With all the comprehension acquired with these three laws, the moment has come to complete its application by evoking two painful and frequent realities of the diseases, the more since they are severe. The first one is the notion of the point of no return. I told you that the immense majority of the conflicts, even the dramatic ones, end up being solved. But, if the damage during the conflictual phase was too important, it is possible that the person can not recover anymore and, consequently, most of the people die during the recovery phase! For someone who destroyed or affected three quarters of his lung, three quarters of his liver of four fifths of his kidney, reparation is not always possible. It may be too difficult to endure, not necessarily at the level of pain, but subsequent to all the inflammatory phenomena, to the purely mechanical complications or to those due to cerebral oedema, and which may be out of reach for all kinds of treatment.

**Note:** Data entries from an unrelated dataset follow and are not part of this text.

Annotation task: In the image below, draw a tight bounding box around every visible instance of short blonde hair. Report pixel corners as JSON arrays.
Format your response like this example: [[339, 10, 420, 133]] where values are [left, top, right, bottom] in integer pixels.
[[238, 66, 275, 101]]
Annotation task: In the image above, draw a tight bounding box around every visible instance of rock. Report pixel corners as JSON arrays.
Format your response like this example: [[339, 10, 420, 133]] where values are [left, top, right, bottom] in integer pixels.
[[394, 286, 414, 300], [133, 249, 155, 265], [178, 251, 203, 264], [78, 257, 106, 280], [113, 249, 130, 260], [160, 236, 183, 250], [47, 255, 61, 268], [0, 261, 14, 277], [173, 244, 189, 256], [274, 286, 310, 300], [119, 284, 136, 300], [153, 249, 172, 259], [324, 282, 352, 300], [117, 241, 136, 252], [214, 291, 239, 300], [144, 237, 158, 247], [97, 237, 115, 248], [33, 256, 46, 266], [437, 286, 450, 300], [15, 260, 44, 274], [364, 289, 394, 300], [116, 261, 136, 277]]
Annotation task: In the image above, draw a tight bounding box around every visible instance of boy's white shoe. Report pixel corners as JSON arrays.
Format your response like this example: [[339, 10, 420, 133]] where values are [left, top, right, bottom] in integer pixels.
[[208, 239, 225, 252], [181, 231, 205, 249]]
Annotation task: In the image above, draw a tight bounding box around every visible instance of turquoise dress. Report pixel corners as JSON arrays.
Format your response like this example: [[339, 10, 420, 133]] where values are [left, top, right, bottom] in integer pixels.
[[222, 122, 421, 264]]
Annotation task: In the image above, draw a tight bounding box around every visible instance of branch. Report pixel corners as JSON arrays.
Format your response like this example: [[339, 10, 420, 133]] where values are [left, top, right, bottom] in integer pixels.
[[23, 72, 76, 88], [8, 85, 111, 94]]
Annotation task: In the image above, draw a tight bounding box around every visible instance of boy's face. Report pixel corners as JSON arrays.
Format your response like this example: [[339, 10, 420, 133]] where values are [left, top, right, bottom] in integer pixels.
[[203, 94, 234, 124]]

The second one is even more frequent and often has something to do with what I called the iatrogenous impact: it is the appearance of new conflicts during the recuperation phase if it is too hard to live. “Complications” are multiple: conflict of fear, of mutilation, of devalorisation consequent to his pain, or linked to other consequences of his state of health entailing family conflicts, separation conflicts, territory conflicts, etc. And, generally, in lung cancer histories having lasted for years, with successive “metastases”, the reasons why people die do not have anything to do anymore with the reasons why they initially consulted and that have been archived since a long time. This so-called extension of a cancer is in fact a life-experience filled out with new conflicts. The example of conflicts in series, I could witness mostly, is with breast cancer. It started e.g. following a marital conflict. When a breast is removed, the woman may experience it as a severe conflict of devalorisation in her femininity, a conflict the resentment of which is totally different from the first one and will entail bone affection. In order to better understand the risk, I often put this question : “What would you prefer? Being cheated by your husband or have one of your breasts removed?” It is certainly not meant to be cynical, but to know the importance such a situation may have. I assure you that the larger majority of the women answered without hesitation : “I would rather have my husband cheating me.” Some hesitated, but this proves that it is something dramatic. But, for classical medicine, it are travelling metastases. And, when a patient is told she has bone metastases, she will panic and develop alveolar tumours in the lungs : the machine is far engaged yet!

But, to put things straight: it is each time IF she develops a conflict. It is unfortunately often the case and also the explanation of the fact that one almost never observes “metastases” in animals. I often tell this short, though striking, story. When a veterinary surgeon tells a bitch : “My poor little bitch, the node I excised at your mamma is cancerous. You might have a risk of developing metastases. You will maybe loose your masters, etc.”, what will the bitch do? She gently barks, moves her tail. But a doctor, a gynaecologist, a senologist, a cancerologist who tells but half of all this to a woman, how will she react? She immediately plunges into anxiety! Who can endure this : have a cancer, especially if it is metastasised? She must thus get out of this new conflict as soon as possible. She may get out of it in twenty-four hours but may also take two months ; and, in the latter case, one will see the damage caused by this new conflict.